Bei einem von uns betreuten Unternehmen haben wir zwei Jahre darum gerungen, absolute Klimaziele festzulegen. Der Widerstand war groß. Aber als der Vorstand das Thema dann mitgetragen hat, stellte sich plötzlich heraus, dass die Ziele viel schneller erreicht werden konnten als gedacht. Das Unternehmen hatte später sogar eine eigene Technologie an der Hand, mit der es den Standort dekarbonisieren konnte. Am Ende hat sich gezeigt, dass die Transformation nicht nur machbar, sondern auch wirtschaftlich attraktiv war: mit Kosteneinsparungen, einem belastbaren Business Case und einem neuen Produkt. Ein Aspekt, der in Zeiten des Fachkräftemangels übrigens oft übersehen wird: Unternehmen, die eine Transformation angehen, haben meist hohes Innovationspotenzial. Mit ihrem Engagement und ihrer Dynamik sind sie auf dem Arbeitsmarkt deutlich interessanter für die Führungskräfte der Zukunft.

 

Wie misst man den Erfolg von Transformation? Was sind sinnvolle KPIs abseits der CO₂-Bilanz?
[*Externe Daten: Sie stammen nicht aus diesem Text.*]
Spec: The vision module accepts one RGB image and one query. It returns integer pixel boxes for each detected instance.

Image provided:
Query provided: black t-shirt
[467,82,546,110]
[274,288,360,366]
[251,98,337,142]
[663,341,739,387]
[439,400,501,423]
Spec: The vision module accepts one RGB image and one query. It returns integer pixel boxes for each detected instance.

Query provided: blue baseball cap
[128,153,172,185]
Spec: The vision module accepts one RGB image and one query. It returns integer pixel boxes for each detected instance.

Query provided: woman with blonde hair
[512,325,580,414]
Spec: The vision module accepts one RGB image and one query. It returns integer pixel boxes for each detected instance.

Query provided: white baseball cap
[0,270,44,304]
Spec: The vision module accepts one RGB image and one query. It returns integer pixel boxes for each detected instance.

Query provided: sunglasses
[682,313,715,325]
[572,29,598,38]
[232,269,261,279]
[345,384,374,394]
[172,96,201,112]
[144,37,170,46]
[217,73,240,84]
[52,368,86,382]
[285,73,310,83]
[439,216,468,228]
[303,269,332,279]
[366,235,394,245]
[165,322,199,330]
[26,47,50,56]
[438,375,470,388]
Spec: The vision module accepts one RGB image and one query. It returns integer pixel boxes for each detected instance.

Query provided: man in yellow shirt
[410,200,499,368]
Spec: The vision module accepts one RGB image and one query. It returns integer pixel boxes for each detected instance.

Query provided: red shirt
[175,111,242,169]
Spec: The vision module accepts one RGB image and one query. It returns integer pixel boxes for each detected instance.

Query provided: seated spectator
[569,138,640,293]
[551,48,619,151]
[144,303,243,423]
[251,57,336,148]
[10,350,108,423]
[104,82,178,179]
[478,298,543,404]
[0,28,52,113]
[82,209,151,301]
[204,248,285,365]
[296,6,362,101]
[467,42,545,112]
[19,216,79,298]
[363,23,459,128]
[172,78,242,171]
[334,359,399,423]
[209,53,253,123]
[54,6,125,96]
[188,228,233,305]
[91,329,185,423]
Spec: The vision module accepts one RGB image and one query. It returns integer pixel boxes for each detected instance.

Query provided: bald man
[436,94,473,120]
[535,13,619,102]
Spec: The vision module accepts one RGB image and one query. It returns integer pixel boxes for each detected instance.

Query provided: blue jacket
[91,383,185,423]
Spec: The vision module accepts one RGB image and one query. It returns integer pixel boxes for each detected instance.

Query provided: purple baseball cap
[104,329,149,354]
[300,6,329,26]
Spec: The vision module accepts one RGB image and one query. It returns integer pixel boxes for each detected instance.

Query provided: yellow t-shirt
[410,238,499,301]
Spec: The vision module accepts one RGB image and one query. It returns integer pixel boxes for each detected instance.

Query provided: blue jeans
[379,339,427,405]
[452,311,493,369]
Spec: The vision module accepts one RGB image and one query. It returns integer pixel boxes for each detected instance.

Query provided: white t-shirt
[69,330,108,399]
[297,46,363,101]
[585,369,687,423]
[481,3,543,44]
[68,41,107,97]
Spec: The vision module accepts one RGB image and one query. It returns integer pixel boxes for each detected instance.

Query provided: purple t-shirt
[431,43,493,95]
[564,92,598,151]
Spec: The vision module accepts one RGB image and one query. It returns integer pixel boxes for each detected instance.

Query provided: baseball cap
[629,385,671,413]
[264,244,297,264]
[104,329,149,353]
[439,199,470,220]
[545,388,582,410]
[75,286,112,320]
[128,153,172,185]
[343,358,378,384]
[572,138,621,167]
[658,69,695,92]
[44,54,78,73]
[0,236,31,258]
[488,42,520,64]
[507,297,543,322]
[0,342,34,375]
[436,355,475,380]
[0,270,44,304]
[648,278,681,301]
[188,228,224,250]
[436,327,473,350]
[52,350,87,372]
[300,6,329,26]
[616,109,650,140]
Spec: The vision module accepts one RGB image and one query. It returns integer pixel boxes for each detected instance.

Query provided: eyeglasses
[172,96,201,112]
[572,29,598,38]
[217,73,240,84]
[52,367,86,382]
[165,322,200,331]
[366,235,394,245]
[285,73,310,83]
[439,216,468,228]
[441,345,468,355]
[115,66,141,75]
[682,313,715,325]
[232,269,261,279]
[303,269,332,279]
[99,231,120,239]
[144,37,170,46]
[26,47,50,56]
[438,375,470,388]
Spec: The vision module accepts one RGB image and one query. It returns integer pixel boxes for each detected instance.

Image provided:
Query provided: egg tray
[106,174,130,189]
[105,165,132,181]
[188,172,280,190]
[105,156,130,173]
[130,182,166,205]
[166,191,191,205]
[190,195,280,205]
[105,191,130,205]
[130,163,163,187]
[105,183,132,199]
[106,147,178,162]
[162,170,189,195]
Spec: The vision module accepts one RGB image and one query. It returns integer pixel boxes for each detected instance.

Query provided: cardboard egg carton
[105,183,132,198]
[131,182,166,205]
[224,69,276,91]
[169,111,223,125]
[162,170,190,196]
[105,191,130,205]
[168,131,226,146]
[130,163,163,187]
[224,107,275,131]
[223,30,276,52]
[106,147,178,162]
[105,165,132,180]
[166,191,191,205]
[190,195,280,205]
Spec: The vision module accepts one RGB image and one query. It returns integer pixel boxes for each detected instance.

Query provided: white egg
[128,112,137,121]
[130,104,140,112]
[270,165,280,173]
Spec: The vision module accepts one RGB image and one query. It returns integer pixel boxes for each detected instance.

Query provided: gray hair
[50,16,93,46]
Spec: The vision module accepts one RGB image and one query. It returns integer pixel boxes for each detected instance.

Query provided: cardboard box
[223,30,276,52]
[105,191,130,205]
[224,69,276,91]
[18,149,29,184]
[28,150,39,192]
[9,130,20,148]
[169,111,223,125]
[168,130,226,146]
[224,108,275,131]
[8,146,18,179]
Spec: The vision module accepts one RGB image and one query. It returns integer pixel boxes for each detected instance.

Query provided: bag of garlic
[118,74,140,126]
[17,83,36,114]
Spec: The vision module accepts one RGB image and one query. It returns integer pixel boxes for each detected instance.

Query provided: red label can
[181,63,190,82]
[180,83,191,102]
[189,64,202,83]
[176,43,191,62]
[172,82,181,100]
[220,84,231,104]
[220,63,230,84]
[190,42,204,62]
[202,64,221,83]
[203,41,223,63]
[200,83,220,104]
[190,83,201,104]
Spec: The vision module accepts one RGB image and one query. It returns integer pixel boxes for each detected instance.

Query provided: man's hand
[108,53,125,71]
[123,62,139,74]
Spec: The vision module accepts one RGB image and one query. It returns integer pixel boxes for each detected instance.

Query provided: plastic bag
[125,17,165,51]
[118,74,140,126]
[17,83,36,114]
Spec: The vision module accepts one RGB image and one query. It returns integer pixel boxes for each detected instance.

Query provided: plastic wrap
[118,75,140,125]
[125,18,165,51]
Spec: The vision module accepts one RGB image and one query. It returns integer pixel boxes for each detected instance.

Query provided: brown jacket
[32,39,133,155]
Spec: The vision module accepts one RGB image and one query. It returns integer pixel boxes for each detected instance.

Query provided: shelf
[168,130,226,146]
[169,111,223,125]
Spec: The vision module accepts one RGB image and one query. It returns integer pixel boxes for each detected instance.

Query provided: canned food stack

Zuerst einmal durch den unternehmerischen Erfolg. Denn nachhaltige Transformation darf kein Selbstzweck sein. Ein gutes Beispiel ist Rügenwalder Mühle. Das Unternehmen hat irgendwann angefangen, neben Fleisch auch vegetarische Produkte anzubieten. Transformation lässt sich klar messen: Wie viel Umsatz kommt aus dem vegetarischen Sortiment? Und wie viel noch aus dem klassischen? Am Ende geht es auch um Fragen wie: Reduziere ich Risiken in der Wertschöpfung? Habe ich weniger Ausfälle, geringere Standzeiten? All das gehört für mich zum messbaren Erfolg von Transformationen, genauso wie klassische Nachhaltigkeitskennzahlen, etwa die eingesparten Emissionen in Tonnen CO₂ oder der Wasserverbrauch in Kubikmetern.

 

Welche Rolle spielen Banken bei der grünen Transformation?

Aus meiner Sicht sollte eine gute Bank hier drei Dinge leisten: Sie sollte eine nachhaltige Transformation ermöglichen, Maßnahmen kritisch hinterfragen und Alternativen aufzeigen. Denn Unternehmen brauchen ein Umdenken in den bisherigen Entscheidungskriterien, die stark auf kurzfristige Profitabilität ausgerichtet sind. 

 

Eine Bank kann helfen, den Fokus von Investitionen auf langfristige Stabilität und Resilienz zu legen.
Jan-Marten Krebs

 

Was raten Sie einem mittelständischen Unternehmen, das noch am Anfang seiner Transformation steht?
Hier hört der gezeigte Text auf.